Metro plans to open 12 more miles and 17 new stations in the regional subway system on Friday, July 1. The system will not run on Saturday and Sunday, but will open again for 12 hours at noon Monday, July 4. Thus, July 4 will be only the second day of operation for the new line, running from National Airport to the RFK Stadium area through the Mall.

Supplementary buses also are planned for people who want to get to the fireworks on the Mall from parking lots at the Pentagon and the Stadium. Regular nonrush hour fares will be charged. There will be no busrail transfer July 4.

Subway riders will be encouraged to board at one of several stations within walking distance of the Mall so that not everybody tries to enter at the same place. The fare will be 50 cents for everybody, and will be deposited in large barrels.

"They will have concrete bases and grids on the top, and there will be security forces there," Lutz promised Metro board members.

"Do you think these barrels will ever replace the automatic fare collecting equipment?" Metro Board Chairman Francis White asked to much laughter.

That equipment starts to work next Monday on the five miles of the subway already operating, but its use will be optional until July 1. Then, except for July 4, the subway rider must insert into a machine and retrieve a magnetically encoded, wallet-sized ticket when he enters and when he exits the sytem.

Last July 4, Metro publicized that special buses would be available to handle the Bicentennial crowds. The crowd was enormous, the buses were blocked in some cases, did not show up in others, and many people waited up to four hours to get home after the fireworks.

Lutz said he had coordinated with police, national park officials and others to make sure buses have clear routes and are headed in the right direction this year.

The board also took two actions yesterday designed to deal with what has come to be known as the "Fairfax City problem."

First, the board voted to appeal a decision by the U.S. District Court in Alexandria that Metro owes Fairfax City $2 million, plus interest, because it breached an agreement to build a Metro subway station close to Fairfax City.

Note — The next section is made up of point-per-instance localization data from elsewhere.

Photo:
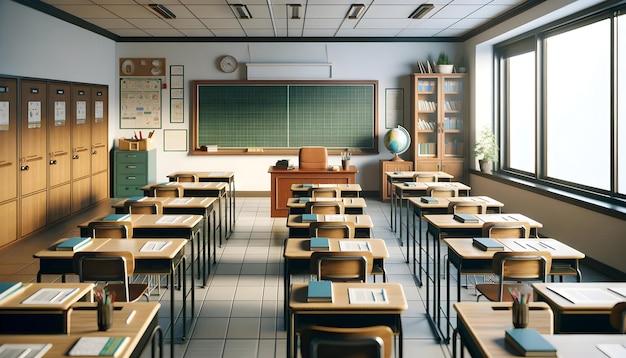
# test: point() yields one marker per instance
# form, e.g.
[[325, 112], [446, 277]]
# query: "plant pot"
[[485, 166], [444, 68]]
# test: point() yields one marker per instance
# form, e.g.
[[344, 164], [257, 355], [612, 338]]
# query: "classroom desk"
[[186, 226], [354, 206], [297, 255], [282, 179], [440, 207], [341, 313], [202, 189], [164, 262], [218, 177], [400, 192], [204, 206], [590, 313], [363, 224], [141, 329], [468, 259], [444, 226]]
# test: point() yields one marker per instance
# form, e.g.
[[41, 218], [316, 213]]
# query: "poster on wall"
[[140, 103]]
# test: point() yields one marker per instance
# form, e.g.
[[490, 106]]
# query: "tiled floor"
[[240, 312]]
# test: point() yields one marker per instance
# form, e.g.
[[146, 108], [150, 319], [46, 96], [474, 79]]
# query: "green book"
[[529, 343]]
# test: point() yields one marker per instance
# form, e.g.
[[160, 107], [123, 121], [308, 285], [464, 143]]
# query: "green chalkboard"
[[280, 117]]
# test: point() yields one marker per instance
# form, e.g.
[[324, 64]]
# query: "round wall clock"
[[228, 64]]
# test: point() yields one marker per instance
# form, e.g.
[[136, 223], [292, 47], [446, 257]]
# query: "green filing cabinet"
[[132, 170]]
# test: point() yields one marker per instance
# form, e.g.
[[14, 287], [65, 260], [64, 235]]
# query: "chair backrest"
[[442, 191], [423, 177], [506, 229], [324, 207], [143, 207], [313, 158], [343, 266], [467, 207], [324, 192], [169, 190], [332, 229], [111, 229], [521, 266], [618, 317], [335, 342]]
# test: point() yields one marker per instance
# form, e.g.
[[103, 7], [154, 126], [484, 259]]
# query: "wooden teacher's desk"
[[342, 313], [283, 179]]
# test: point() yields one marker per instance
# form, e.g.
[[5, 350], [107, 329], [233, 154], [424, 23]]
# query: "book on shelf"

That appeal to a suit brought by Fairfax City will not interfere with Metro's plans to build a truncated 60-mile system.

Second, the board approved the presentation of "transit service agreement" contracts for the Northern Virginian jurisdictions. Under those contracts, each jurisdiction purchases transportation services - whether bus or rail - from Metro.

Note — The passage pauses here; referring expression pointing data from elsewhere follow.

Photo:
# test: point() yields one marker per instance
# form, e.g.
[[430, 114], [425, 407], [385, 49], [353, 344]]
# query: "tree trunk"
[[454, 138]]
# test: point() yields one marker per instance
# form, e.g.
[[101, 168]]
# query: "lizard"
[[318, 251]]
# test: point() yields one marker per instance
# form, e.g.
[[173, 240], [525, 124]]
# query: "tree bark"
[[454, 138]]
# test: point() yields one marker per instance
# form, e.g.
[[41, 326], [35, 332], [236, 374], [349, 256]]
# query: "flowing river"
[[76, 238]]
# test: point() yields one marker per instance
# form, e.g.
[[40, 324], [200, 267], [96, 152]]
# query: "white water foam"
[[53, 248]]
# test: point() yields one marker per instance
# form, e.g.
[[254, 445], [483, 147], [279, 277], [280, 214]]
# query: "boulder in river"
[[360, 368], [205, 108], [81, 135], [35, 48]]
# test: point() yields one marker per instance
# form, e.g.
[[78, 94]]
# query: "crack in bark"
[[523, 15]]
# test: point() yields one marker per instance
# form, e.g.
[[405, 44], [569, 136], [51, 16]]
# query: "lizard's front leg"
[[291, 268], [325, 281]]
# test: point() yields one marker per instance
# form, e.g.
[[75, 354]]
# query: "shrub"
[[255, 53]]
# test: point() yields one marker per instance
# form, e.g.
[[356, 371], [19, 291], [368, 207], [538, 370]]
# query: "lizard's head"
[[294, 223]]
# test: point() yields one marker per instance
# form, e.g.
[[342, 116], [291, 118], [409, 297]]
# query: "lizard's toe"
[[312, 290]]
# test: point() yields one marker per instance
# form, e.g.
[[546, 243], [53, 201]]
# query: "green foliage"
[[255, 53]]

Under the transit service agreement, largely the creature of Arlington County Board Chairman and Metro Board Member Joseph Wholey, Fairfax City can call its contribution to Metro operating costs anything it wants, just so long as it pays.

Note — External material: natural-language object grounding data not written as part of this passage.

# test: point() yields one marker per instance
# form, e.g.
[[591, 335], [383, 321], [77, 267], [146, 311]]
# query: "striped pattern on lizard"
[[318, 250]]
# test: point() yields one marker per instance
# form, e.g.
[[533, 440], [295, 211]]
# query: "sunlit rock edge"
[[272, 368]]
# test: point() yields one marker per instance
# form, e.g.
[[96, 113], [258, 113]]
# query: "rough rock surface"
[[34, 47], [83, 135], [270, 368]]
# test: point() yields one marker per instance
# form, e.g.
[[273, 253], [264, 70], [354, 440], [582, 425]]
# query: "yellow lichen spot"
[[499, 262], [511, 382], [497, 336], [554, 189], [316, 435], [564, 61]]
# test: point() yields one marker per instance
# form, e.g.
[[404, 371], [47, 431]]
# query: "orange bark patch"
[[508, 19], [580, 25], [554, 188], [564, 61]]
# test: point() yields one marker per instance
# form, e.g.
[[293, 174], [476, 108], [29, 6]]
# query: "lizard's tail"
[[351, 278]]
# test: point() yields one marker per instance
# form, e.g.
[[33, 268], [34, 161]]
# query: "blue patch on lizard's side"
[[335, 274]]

The contract also will contain provisions for holding the necessary public hearings and other actions leading to the withdrawal of transit services from Fairfax City if it does not pay.

In another development yesterday, the regional task force studying possible alternatives for Metro subway lines adopted a resolution rejecting a "request" by Transportation Secretary Brock Admas that a proposed Metro line between Silver Spring and Glenmont also be studied.

A cover letter seeking further negotiations between regional officials Adams is planned.

And on Wednesday, the Senate Transportation Appropriations subcommittee added $12 million to an appropriations bill to pay for the debt service on bonds due July 1. If the bill is not paid, Metro technically will be in default.